Broad Institute and Microsoft collaborate to help accelerate disease research with scalable analytical tools

The collaboration will use the latest advances in machine learning to create automated methods and tools for life science researchers.

Credit: toodtuphoto/

The Broad Institute of MIT and Harvard and Microsoft have launched a new collaboration that aims to help life science researchers and clinicians with the next generation of robust analytical methods and tools that are highly scalable, easily automated, and leverage cutting-edge machine learning techniques.

The new collaboration is designed to meet growing challenges and opportunities in biology and medicine. Life scientists are generating more biomedical data than ever and yet are struggling to scale existing methods and tools to analyze such large amounts of data. Most existing biomedical research tools were designed for small-scale work.

However, rapid developments in technology over the last decade are now enabling researchers to deeply investigate the molecular mechanisms of life from fresh angles. New advances in machine learning and data science offer exciting opportunities for researchers to gain more insight from a greater variety of large datasets. This will improve our understanding of the origins of disease and lead to the development of better diagnostics and treatments.

"We’re excited to join forces with our colleagues at Microsoft who have extensive experience in data science, computer science and engineering," said Clare Bernard, head of the Broad Institute’s Data Sciences Platform (DSP). "DSP's mission is to help empower biomedical researchers to deliver on the promise of precision medicine, and this new collaboration will be critical in helping us drive that forward."

Developing tools and pipelines with a rare disease genomics focus

One of the first projects to kick off the collaboration will focus on developing tools and pipelines to improve the identification and interpretation of potentially disease-causing genetic variants in the genomes of families affected by rare genetic disorders.

Heidi Rehm, co-director of the Program in Medical and Population Genetics at the Broad Institute, and chief genomics officer in the Department of Medicine at Massachusetts General Hospital, said that the current diagnostic tools used in rare disease genomics are not able to meet the needs of many patients and their families.

"Variant interpretation in the genomic diagnosis of rare disease is currently a highly manual process, often requiring hours of labor by skilled curators," said Rehm. "Although clinical laboratories and researchers have been willing to invest time in their primary analyses of genomic data, there are insufficient resources for reanalysis, even though knowledge bases in genomics change rapidly. The result is that families that cannot be diagnosed during their first clinical analysis may miss out on a diagnosis entirely."

To address these shortcomings, Rehm is teaming up with Michael Talkowski, a Broad institute member and faculty member of the Center for Genomic Medicine at Massachusetts General Hospital, and Daniel MacArthur, a former Broad institute member and now director of the Center for Population Genomics at the Garvan Institute of Medical Research and the Murdoch Children’s Research Institute in Australia.

Together with teams from the Broad Institute's Data Sciences Platform and Microsoft, Rehm, Talkowski, and MacArthur will leverage scalable pipelines and machine learning approaches implemented on the Azure cloud. In the initial phase of the project, the life science researchers will develop novel methods and tools to discover genomic variation, characterize and annotate the functional consequences of this variation, and rapidly interpret this variation in rare disease cases from the US, Australia and around the world. Their aim is to improve the efficiency of routine rare disease diagnosis in families, enable these new tools and pipelines to be deployable in clinical diagnostic labs in the US and Australia, and make these approaches accessible to the global community.

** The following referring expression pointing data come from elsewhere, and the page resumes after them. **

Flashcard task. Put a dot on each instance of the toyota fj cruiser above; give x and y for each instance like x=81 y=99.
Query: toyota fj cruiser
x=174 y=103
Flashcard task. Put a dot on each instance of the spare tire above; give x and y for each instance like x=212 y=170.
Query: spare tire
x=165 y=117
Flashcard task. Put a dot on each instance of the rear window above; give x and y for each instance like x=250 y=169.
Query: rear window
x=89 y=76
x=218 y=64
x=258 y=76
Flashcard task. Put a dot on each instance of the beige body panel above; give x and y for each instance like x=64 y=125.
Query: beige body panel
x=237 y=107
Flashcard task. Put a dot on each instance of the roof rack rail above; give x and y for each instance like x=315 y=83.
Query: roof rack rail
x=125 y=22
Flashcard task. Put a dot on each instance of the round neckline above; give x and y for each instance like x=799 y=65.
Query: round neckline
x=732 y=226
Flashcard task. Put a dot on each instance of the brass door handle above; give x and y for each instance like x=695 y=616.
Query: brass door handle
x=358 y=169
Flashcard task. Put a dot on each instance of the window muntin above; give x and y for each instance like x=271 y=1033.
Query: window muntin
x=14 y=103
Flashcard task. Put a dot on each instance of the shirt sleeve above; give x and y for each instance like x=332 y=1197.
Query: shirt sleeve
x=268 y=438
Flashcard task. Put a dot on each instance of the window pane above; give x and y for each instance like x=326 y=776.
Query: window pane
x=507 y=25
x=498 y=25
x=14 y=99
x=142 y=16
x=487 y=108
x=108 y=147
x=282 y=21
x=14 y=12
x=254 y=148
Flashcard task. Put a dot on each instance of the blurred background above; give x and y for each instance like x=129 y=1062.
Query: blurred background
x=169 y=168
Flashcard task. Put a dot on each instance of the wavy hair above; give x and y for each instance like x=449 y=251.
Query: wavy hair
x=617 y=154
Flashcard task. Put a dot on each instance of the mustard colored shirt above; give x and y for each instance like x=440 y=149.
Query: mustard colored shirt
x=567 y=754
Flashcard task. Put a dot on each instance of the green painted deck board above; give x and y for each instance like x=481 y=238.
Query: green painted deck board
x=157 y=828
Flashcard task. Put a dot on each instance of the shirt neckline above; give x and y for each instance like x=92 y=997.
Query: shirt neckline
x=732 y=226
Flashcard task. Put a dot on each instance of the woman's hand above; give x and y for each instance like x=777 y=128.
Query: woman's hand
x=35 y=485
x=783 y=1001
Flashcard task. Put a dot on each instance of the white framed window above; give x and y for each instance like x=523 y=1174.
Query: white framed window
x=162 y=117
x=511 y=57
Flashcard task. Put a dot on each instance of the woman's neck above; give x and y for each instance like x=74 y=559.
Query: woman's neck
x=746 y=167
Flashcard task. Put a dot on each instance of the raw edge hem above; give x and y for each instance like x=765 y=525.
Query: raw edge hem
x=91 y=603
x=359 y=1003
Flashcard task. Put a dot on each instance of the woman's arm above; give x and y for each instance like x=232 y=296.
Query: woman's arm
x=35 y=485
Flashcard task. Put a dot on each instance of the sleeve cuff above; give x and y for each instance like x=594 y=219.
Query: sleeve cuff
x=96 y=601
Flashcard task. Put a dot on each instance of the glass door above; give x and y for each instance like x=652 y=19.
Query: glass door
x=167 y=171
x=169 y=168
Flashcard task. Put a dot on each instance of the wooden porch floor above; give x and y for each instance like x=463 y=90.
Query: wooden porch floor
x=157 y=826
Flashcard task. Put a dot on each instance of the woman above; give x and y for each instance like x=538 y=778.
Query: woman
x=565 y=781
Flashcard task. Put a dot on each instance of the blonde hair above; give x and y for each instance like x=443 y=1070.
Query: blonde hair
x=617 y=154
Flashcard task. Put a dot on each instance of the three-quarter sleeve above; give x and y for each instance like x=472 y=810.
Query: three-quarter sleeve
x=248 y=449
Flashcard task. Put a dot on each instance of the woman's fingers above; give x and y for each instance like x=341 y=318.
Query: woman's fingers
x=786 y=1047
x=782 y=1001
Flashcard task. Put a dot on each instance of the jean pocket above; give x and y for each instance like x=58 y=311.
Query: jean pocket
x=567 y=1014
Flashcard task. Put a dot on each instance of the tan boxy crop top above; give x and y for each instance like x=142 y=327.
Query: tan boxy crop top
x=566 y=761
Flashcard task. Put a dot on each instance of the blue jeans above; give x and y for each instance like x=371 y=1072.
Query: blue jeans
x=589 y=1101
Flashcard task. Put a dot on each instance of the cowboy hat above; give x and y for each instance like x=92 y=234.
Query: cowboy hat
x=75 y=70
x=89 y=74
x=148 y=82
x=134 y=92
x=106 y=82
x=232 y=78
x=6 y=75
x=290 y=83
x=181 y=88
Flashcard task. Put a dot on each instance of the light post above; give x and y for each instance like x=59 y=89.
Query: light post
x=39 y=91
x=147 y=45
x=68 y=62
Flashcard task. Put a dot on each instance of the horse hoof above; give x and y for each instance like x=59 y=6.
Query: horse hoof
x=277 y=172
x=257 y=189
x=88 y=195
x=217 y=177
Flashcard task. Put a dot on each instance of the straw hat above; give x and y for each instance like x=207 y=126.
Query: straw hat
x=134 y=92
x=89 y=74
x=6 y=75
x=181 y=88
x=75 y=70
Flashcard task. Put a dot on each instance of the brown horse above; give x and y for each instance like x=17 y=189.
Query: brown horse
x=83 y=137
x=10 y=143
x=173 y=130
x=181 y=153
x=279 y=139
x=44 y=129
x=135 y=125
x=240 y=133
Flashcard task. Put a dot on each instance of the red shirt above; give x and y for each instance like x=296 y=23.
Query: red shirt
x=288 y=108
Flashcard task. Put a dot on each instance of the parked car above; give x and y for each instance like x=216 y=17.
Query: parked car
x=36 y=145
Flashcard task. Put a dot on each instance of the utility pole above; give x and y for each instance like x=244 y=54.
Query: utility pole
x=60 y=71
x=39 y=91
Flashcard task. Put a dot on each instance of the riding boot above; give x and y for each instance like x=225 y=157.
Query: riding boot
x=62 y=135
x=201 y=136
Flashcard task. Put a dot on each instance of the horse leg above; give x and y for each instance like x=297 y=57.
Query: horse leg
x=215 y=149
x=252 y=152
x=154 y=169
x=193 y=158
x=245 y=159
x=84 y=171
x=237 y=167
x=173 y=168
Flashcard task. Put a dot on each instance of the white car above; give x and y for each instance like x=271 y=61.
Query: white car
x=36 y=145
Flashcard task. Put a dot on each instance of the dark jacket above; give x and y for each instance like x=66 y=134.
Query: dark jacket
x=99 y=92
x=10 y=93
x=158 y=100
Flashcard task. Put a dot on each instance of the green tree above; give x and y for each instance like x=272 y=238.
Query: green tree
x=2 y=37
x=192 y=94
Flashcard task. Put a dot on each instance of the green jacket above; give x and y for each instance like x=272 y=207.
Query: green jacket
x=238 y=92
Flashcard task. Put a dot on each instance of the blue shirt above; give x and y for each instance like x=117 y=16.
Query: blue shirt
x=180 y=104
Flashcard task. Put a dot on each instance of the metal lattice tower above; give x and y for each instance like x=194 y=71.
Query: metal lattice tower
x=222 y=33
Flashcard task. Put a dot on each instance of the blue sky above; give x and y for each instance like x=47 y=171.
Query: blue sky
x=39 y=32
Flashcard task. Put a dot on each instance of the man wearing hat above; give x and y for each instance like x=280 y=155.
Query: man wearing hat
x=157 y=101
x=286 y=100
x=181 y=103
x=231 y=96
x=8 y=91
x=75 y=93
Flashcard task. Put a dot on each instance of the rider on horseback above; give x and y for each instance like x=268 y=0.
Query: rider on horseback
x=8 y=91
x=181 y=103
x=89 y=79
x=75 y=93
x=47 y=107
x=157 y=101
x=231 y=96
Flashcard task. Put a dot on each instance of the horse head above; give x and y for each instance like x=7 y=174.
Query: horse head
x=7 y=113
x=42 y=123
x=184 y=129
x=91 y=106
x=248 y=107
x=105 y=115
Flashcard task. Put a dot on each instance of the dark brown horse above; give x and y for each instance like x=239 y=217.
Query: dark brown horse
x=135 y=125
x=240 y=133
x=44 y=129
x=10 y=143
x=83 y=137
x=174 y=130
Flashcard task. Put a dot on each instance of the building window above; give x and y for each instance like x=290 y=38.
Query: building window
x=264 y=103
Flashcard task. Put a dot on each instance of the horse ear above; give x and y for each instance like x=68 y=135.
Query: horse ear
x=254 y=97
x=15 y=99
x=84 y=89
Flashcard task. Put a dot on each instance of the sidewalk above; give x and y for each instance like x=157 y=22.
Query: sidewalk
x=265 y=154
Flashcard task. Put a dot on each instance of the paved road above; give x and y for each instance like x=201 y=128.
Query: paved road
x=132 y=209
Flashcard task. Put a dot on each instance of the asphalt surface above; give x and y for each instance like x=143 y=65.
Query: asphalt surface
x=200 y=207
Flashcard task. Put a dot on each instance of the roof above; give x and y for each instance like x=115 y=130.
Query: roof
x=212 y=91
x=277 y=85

"Our goal is to dramatically speed up the analysis process so that the global community can provide cost-effective genomic diagnoses for many more rare disease families," said Rehm.

Maximizing impact

Other projects in the collaboration between the Broad Institute and Microsoft will focus on developing the capability for streamlined, secure population health research, and enabling biobanks by advancing new sequencing technology and workflows. To maximize the impact of the new tools developed through the collaboration on human health, Broad and Microsoft will make them available to the life sciences community through platforms such as Terra, a cloud-based biomedical research platform co-developed by the Broad Institute, Microsoft, and Verily.

"We are excited to bring the power of our Azure AI platform into this research collaboration with the Broad Institute. At the frontier of human health, biology problems are transitioning to computing problems," said Scott Saponas, Senior Director of Microsoft Health Futures. "Developing tools to address the unmet computational needs arising from this transition will enable us to make significant advances in science and medicine which will deliver impact in clinical settings; starting with rare disease diagnostics."